Donald Shephard

Rick pops potato leek soup into the microwave and, out of habit, uses two-minute increments. The timer counts down the seconds for his food and for his life.

Ping. He has email.

Subject: A secret – Ben Chen retirement

From: Sue Hogsbottom

Date: Tuesday, May 06, 2008


Hey Rick,

How the heck are you? Will you come to the Symposium banquet on Thursday, May 29? Ben announced he’ll retire in July. He doesn’t want a party. If we roast him at Symposium banquet, that wouldn’t be a party, right? Can you come to Long Beach and serve as MC. We’ll get a room for you. We can’t think of a better person to host this event. Let me know.


Ping. Rick stirs the soup, returns it to the rotating bed and resets the timer.

A vignette fills his mind.

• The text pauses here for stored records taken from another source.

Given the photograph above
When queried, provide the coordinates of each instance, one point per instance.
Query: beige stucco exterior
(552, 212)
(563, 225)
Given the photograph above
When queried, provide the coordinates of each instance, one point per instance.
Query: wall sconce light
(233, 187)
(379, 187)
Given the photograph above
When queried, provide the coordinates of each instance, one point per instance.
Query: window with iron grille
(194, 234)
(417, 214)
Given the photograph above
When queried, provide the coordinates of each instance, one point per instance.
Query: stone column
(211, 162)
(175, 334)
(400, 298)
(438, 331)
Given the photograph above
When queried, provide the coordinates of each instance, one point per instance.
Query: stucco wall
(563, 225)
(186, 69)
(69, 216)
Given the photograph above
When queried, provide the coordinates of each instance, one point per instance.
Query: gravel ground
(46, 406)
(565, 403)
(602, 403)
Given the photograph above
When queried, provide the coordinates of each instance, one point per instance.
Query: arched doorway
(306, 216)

Rick before his retirement in his cube talking to a colleague.

“I have had all kinds of supervisors in my time. They don’t matter to me anymore. I just take care of whatever comes onto my desk. This new supervisor is useless.”

Ben Chen passes the cube. His taught face, eyes dead ahead, tell Rick he has heard it all. Speak of the devil and he shall appear.

Another vignette lights his mental screen. Rick presents at Symposium for the fifth year to great acclaim. The story line, the technical details of three investigations, the graphics, and the humor, especially the final morph of the division chief into Queen Elizabeth II, make him a popular speaker. He joins the agency bosses and their hangers-on at a beach party and tells them he wants to work for them. A girl latches onto him but he ignores her. He keeps his focus on the prize. The division chief says he had someone in mind but that he prefers Rick. The application period closed the previous day. The chief dismisses the problem.

"Get your paperwork in on Monday."

Bingo. He had the job.

Ping. The words, "Your food is ready,"pass across the LCD.

He drinks his soup, eats his sourdough and cheddar. His tea goes into the potato-leek-smelling machine for two minutes.

Rick knows he could put on a good roast. Ben Chen, the little man with an Amazon for a manager. She hired him to gain legroom on airplanes. Start with a slow motion pan from her face to her long legs and a diminished Ben below her knees. She looks at the soles of her shoes to see if she has stepped on him. Have one of the cube rats take a picture of him walking the aisles and add an orange cyclists’ pennant. How many Chinese have come into the world since Ben became supervisor? Maybe twenty percent are Chens. Is that a coincidence? Show multiple images of Ben spreading across the world. All of them skeet shooters like him. Deliver him a phony certificate from National Audubon Society for shooting clay not birds.

Yes, Rick thinks, he could put on a hell of an entertaining show. Maybe, exit stage left behind a smoke screen to avoid the old bastard.

Ping. Tea is hot. He sits in an easy chair and watches through the picture window as deer enter the wooded area below the knoll. He rehearses his conversation with Sue.


"What’s your name?"

"Sue Hogsbottom."

She would know at once, who teased her.

"Rick! How nice to hear you. Will you do it?"

The imaginary conversation ends there. He could not tell her that mutual dislike made it an impossible assignment. You only roast people you respect. He checks his calendar hoping for a conflict and finds none.

Work in the garden consumes his afternoon but not his thoughts. An osprey circles above him with a fish in its talons, calls its mate that food approaches, and mews like the incessant ping of a microwave. Rick hears and does not hear. The creative process of developing a witty presentation motors on in high gear. Applause rings in his ears on his return for one last stand-up routine and smiles again surround him. He grins at himself; vanity, vanity, all is vanity. It would be fun to crank out another pizzazz show but twelve hours driving each way for a night in a Long Beach hotel with old colleagues both admired and disliked; no thank you, Sue.

He takes his camera to the woods beside the stream snaps deer in the dappled light cast through the tan oaks and wax myrtles in the late afternoon.

A doe faces him wary but unmoved.


Last year's runt high-steps away.


The doe stares at him with apparent disinterest while another grooms her cheek, their bellies swollen with fawns.


The six deer move to the meadow.

Rick climbs the knoll, sucking in the clean sea air, enters his house and puts tea in the microwave for two minutes. He puffs his way up the stairs to his computer and selects the photo with the best composition of trees, deer and light. He uses Photoshop to add a message to Sue.

"My friends and I are happiest where we are, thank you."

He emails the photo.



He hears the hum of the microwave end, walks to the head of the stairs, and falls.


Rick reads the LCD in his head. Your heart has stopped.